My Lords, as was pointed out by the noble Lord, Lord Avebury, in the last few years several cases have exposed such weaknesses in the wording of the Race Relations Act 1968. The most recent example has been the case of Mr. Sherrington that was referred to in this debate. This was a clear case of colour discrimination. Mr. Sherrington was born in this country; he is a coloured Englishman. Incidentally, his British citizenship was never referred to. He became a member of a working men's club in Preston, I believe it was. This club had no colour bar. Members of this type of club qualify to become associates of clubs in other districts, and are entitled to enjoy the facilities offered by these other clubs. However, as has been said, when Mr. Sherrington visited the Dockers' Labour Club, he was asked to leave, because this club exercises a colour bar. The matter was reported to the Race Relations Board, who brought an action against the Dockers' Labour Club in Manchester County Court, and judgment was given in favour of the Race Relations Board. The Dockers' Labour Club proceeded to appeal to the House of Lords, where five noble and learned Lords reversed the judgment and allowed the appeal. Briefly, as I understand it, and as the noble Lord, Lord Avebury, pointed out, the question on which this final judgment turned was on the definition of the meaning of the words "private or public" as applied to the Dockers' Labour Club. Obviously there was doubt and ambiguity about the interpretation of these words or this case would not have reached the House of Lords—nor, I may add, would it have had such a barren result.

Further, I find it hard to believe that these noble and learned judges were unaware of the intention of Parliament in the Race Relations Act. So I will risk the accusation of gross ignorance of the law, and a charge of bias—I plead guilty on both counts—and ask the question, "Why was it not possible to give Mr. Sherrington the benefit of the doubt?". Anyone reading the statements made by these distinguished noble and learned Lords—anyone trying to understand the verbal contortions and legal acrobatics—might be excused for thinking that this judgment was unfair. They might even wonder whether the appeal allowed to the Dockers' Labour Club was a forensic misinterpretation of the intention of Parliament which ran counter to what Parliament meant to say. I mean no disrespect to these noble and learned Lords, but I venture to say that if similar judgments follow in cases of racial discrimination such as this—and the noble Lord, Lord Avebury pointed this out, too —it might be that the House of Lords, the highest court of appeal in the land, will acquire the reputation of being the last bastion of injustice.

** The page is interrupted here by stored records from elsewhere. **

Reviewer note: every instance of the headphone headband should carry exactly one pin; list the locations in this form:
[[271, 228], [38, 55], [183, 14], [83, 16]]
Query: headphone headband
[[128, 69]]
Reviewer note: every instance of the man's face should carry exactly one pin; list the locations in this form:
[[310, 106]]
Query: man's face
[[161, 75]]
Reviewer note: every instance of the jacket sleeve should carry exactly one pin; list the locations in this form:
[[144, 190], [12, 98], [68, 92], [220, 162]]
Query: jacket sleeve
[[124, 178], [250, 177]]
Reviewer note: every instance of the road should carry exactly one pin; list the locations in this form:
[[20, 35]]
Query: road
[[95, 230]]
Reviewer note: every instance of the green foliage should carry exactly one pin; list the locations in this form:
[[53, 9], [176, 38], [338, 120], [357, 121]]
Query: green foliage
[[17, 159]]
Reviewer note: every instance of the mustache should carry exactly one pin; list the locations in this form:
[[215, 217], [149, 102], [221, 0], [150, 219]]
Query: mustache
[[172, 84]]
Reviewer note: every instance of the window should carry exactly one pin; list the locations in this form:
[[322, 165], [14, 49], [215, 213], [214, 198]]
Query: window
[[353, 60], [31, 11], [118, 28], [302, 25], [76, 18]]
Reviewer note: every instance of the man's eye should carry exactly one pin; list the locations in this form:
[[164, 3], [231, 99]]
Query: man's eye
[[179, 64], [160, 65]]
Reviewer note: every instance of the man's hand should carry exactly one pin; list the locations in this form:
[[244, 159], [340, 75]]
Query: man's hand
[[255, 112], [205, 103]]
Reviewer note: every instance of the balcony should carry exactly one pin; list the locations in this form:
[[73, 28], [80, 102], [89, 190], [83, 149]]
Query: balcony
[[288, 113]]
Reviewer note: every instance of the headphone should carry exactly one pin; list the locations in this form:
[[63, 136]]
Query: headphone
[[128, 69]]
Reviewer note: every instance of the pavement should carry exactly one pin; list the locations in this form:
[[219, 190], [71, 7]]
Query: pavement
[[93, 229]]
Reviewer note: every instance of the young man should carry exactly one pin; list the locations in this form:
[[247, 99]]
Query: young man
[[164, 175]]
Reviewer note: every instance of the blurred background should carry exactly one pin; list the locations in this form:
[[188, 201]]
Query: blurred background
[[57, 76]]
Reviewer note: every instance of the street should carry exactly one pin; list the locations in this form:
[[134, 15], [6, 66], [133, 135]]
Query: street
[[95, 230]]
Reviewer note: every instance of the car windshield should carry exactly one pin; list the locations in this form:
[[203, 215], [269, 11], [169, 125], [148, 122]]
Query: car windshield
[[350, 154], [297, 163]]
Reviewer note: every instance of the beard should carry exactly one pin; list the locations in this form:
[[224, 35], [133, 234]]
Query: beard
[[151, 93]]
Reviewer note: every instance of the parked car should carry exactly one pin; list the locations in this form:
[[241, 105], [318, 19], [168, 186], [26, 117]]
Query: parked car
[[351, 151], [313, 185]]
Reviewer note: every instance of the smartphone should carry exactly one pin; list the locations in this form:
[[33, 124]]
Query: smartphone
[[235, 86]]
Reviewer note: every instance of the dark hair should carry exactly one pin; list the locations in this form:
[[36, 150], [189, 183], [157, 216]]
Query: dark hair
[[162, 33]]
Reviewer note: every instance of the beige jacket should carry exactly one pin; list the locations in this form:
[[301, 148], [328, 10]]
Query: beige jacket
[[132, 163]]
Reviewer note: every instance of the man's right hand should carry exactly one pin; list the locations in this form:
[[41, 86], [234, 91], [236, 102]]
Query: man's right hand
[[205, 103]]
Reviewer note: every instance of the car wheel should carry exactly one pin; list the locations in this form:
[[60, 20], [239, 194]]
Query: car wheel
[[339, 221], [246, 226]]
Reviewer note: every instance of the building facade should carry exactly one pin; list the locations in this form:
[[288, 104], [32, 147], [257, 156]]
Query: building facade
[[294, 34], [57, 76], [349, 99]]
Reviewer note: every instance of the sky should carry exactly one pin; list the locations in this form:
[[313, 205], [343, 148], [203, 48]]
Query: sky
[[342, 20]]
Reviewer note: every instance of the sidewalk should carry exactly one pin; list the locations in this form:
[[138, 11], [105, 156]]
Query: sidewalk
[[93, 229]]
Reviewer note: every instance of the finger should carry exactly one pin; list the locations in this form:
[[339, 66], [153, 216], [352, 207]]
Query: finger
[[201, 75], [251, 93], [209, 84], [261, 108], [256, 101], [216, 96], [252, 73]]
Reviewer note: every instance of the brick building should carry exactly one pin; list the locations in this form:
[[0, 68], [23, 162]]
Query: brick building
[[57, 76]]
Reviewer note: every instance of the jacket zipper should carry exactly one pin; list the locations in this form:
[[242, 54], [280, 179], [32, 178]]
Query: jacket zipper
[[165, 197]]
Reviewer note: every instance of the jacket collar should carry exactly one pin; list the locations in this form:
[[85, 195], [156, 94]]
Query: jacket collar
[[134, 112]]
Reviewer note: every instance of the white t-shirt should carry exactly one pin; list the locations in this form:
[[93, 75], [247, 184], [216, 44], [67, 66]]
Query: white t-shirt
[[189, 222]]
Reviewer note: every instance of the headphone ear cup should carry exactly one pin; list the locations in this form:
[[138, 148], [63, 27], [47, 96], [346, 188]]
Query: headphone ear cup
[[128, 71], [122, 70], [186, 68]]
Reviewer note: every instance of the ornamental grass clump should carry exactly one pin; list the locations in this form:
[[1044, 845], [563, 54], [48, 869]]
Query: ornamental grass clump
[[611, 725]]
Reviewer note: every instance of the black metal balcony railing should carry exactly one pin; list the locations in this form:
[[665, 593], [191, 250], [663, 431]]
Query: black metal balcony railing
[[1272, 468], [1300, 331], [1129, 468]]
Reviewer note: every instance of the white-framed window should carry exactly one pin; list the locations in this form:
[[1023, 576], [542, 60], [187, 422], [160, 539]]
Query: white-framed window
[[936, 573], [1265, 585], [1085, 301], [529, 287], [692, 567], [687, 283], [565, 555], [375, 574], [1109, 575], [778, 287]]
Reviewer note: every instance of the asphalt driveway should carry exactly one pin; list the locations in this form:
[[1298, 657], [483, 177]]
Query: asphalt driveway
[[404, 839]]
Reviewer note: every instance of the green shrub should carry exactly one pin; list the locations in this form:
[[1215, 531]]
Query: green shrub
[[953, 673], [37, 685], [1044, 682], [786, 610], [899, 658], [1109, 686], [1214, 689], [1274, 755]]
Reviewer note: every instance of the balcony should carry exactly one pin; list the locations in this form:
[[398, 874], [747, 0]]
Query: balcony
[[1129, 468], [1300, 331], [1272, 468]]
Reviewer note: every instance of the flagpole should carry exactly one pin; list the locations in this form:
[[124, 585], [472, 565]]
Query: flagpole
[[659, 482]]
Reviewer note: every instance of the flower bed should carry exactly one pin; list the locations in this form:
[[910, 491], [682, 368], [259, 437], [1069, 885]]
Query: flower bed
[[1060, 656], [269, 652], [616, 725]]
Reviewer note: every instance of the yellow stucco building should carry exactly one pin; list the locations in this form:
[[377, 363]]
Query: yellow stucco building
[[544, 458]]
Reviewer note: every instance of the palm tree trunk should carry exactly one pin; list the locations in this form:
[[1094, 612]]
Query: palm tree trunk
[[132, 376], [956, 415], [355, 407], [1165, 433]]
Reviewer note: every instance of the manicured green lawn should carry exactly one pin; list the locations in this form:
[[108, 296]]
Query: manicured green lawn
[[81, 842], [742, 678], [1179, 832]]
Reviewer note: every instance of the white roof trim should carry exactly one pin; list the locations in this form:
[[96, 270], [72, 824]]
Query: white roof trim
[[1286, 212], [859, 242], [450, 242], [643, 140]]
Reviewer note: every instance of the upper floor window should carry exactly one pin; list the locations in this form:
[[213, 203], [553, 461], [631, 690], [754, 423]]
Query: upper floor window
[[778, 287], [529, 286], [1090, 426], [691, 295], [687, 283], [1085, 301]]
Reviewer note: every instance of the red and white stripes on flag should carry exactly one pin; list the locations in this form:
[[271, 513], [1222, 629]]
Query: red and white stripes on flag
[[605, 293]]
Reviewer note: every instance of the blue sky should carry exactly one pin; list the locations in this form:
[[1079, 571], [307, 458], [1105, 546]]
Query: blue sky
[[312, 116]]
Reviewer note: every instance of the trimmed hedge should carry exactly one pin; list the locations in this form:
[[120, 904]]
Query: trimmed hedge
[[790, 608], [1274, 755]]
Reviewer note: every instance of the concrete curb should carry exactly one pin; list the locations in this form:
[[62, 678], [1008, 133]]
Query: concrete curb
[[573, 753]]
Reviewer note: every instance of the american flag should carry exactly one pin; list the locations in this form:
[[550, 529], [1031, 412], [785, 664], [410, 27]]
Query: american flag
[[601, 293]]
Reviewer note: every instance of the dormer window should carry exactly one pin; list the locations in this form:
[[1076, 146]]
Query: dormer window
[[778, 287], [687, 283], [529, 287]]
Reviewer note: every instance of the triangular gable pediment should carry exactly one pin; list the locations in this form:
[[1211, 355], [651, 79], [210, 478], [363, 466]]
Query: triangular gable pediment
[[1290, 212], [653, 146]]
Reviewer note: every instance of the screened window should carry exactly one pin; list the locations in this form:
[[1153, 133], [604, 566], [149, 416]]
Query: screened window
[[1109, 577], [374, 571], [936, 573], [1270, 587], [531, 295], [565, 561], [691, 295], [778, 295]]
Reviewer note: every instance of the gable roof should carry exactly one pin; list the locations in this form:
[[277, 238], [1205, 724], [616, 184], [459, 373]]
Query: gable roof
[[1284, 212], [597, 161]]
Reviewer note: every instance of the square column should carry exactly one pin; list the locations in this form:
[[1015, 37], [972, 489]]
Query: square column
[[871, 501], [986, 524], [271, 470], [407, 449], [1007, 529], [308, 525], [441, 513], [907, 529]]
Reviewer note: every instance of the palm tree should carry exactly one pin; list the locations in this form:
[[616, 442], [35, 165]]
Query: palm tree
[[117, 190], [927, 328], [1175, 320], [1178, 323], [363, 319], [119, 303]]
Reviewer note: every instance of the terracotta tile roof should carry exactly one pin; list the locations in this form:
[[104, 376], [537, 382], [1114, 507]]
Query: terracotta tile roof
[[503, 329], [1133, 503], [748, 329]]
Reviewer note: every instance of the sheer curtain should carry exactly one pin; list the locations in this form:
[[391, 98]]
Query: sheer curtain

My Lords, colour discrimination is per-haps the meanest discrimination of all, because it is the most primitive and irrational. It is most important and urgent that the Government should examine and review all aspects of discrimination in our national life so that our laws may properly reflect the intentions of Parliament as understood by the public at large, and not only by lawyers. The ball is now in the Government's court.